加藤周一を良くは知らない人は、彼の博識振りとその見識の鋭さに驚くだろうし、良く知っている人は彼の論文の背景を知り、彼の日常生活に触れることができるだろう。
注目されるのは、21世紀への彼の警告と提言である。「この10年来芽生えてきた日本のナショナリズムの問題」「統一ヨーロッパ、強大なアメリカに対!抗するには日・韓・中の連帯しかない。」「日本の共同体意識の伝統に変わるべき倫理的価値体系の問題」・・。
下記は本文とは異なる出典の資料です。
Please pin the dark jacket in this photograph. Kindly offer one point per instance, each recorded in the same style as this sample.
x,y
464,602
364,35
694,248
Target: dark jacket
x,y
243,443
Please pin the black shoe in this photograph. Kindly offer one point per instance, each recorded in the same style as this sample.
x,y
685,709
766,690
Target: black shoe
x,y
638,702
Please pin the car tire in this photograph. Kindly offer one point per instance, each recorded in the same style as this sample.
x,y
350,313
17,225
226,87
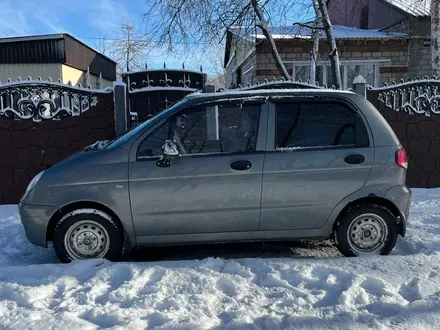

≪聞き終えて≫で江藤文夫(評論家)は言う。<加藤さんの“冷戦的思考”という言葉に惹かれます。一つの体制が長期にわたると、それに慣れた“思考”が生まれる。時には、体質の一部を形づくる。そのことの怖さを、私は十五年戦争下の日常のなかで経験しました。時代を、自身の日常
を<開いてゆく>ための思考の大事さを、いま思っています。 加藤さんの“旅”のお話―それは世界への旅、時代の旅であるとともに、加藤さんご自身の人生の旅でもありますが―は、たえず私自身の思考をかき立ててくれるものでした。計50時間にも及ぶ、多岐にわたるお話が、私にとってつねに快いものであったのは、何よりそのためだったと思います。 読者のかたがたにとって、この本が、同じ思いを抱かせるものであることを、そしてここから、多様な、また多元的な”現代”観が生まれることを、切に願っております>。